By Dustin Albino

DAYTONA BEACH, Fla. — On Daytona 500 media day last season, Trackhouse Racing announced a contract extension with Daniel Suarez through the 2024 season. There was no announcement on that day this year.

Suarez is confident in the changes of the No. 99 team made over the offseason, signing crew chief Matt Swiderski, who was one of multiple candidates for the gig, from Kaulig Racing to lead the team. The team, theoretically, swapped positions, as former crew chief Travis Mack was picked up by Kaulig.

Suarez expressed that there’s no immediate rush for 2025 and beyond.

“I think it‘s too early for that,” Suarez said regarding a contract extension. “My focus is on winning races and making my team competitive. That‘s all I care about. If I take care of my thing and you take care of yours, things are going to work out. I have to focus on that. I cannot have my mind on an extension, what is going to happen in two years or whatever with my next contract.

“My mind has to be in performance. My mind has to be with the sponsors. How are we going to be able to make this team a winning team? That‘s what I‘m thinking right now.”

Suarez alluded to having a car capable of winning in only two races last season. The No. 99 Chevrolet paced the field for a mere 48 laps across the 36-race schedule, the fewest Suarez has led in three seasons with Trackhouse. After winning the pole and finishing third at the Indianapolis Motor Speedway road course, he tallied two top-10 finishes over the final 12 races of the season.

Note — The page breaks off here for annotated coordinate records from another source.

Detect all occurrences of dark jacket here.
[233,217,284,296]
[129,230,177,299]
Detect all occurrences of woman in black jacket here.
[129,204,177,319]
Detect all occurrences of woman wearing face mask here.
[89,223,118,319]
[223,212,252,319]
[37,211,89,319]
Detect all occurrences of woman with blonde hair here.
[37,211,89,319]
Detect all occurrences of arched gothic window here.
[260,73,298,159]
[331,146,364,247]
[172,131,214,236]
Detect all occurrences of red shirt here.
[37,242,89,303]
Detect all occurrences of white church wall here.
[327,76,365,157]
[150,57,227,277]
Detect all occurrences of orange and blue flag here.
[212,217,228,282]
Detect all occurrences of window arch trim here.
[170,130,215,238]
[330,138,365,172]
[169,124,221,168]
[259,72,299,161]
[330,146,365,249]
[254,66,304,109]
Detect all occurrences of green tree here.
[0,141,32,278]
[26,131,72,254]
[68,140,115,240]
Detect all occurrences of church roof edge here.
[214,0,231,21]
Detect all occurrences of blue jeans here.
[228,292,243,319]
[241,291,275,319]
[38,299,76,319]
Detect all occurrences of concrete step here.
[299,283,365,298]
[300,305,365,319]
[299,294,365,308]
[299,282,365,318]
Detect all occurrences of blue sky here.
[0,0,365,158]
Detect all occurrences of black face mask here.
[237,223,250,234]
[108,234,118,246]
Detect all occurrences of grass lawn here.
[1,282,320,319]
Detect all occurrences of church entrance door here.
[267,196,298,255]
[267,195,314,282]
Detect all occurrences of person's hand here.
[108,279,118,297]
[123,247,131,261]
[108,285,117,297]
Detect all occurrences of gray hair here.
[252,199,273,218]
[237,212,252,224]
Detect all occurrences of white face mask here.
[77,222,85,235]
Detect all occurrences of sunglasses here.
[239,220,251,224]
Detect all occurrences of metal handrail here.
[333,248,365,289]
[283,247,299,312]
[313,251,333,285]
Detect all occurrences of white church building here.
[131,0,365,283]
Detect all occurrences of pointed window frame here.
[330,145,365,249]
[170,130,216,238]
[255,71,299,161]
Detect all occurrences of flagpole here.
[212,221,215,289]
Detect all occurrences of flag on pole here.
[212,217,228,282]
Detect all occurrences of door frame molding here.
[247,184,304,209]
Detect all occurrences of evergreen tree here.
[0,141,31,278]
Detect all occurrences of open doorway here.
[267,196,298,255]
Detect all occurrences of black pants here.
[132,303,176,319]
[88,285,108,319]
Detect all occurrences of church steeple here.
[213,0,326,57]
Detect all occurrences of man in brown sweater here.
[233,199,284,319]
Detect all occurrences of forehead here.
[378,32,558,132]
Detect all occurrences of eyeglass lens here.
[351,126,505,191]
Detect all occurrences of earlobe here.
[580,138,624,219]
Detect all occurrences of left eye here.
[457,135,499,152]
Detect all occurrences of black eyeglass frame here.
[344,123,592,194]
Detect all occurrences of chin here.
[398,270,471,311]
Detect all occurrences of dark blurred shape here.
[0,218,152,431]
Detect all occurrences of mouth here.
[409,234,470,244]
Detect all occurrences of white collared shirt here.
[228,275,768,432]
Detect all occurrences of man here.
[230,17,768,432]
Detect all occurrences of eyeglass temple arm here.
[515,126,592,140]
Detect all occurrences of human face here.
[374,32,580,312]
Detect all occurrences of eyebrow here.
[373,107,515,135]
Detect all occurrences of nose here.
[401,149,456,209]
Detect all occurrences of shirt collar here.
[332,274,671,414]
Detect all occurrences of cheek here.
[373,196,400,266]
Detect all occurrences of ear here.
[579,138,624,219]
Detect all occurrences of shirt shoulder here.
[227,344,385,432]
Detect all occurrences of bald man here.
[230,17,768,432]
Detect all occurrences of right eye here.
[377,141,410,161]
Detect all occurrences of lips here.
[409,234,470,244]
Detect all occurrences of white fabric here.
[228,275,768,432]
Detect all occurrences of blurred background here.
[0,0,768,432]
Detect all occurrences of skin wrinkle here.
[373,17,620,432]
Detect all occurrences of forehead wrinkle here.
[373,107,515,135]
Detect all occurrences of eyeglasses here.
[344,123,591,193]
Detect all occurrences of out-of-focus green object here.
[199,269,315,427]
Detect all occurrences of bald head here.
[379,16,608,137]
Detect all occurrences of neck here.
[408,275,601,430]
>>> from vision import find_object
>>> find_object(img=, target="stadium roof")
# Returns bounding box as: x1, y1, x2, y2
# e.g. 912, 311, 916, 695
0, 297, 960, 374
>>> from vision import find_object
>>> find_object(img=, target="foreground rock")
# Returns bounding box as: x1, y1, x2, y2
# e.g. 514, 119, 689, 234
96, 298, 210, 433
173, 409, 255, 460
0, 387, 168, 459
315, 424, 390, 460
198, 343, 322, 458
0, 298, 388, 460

Change was needed on the No. 99 team. But Suarez is no stranger to overcoming hurdles. He was thrown into the Cup Series with Joe Gibbs Racing on little notice when Carl Edwards retired one month before the 2017 season began. Following a two-year stint with JGR, he was replaced by Martin Truex Jr. and was bounced after one year with Stewart-Haas Racing. He failed to qualify for the Daytona 500 in 2020 in what turned out to be a miserable season with Gaunt Brothers Racing.

Suarez now enters the 2024 season with a new mindset, similar to his energy for the 2021 season — his first at Trackhouse.

“This year, to me, feels similar to 2021,” he said. “The reason is because 2020 was a very difficult year for me personally, and then 2021, we started with Trackhouse and it was like a fresh start. A lot of energy, a lot of hype and excitement heading into the year. This year feels that way and the reason is last year, we had a few spikes of good runs. We had a pole position, had a few top fives, but it wasn‘t the year we were hoping for. We worked very hard in the offseason to make our team better”

Aside from changing crew chiefs, Suarez admitted the No. 99 team looks similar to 2023. However, knowing the day-to-day confines, he believes it’s different and is confident that will translate to the race track.

“I like what I‘m seeing and I think we‘re going to be able to move in the right direction with everything we have done,” Suarez said.

In 2023, Suarez thought the team was a “good top-15 team.” But that’s not going to cut it.

Trackhouse has Zane Smith, whose contract is being leased to Spire Motorsports this season in the No. 71 car, and Shane van Gisbergen waiting in the wing. Suarez doesn’t believe those options add pressure to him.

“There is always pressure, but I don‘t have any extra pressure because of them,” he said. “I know what I‘m capable of and I know what we were lacking last year. I feel like as a group we made some adjustments to be better and we‘re going to be fine. We have to be better.”

Being better starts with Daytona, as Suarez has nine DNFs in 13 starts at the World Center of Racing.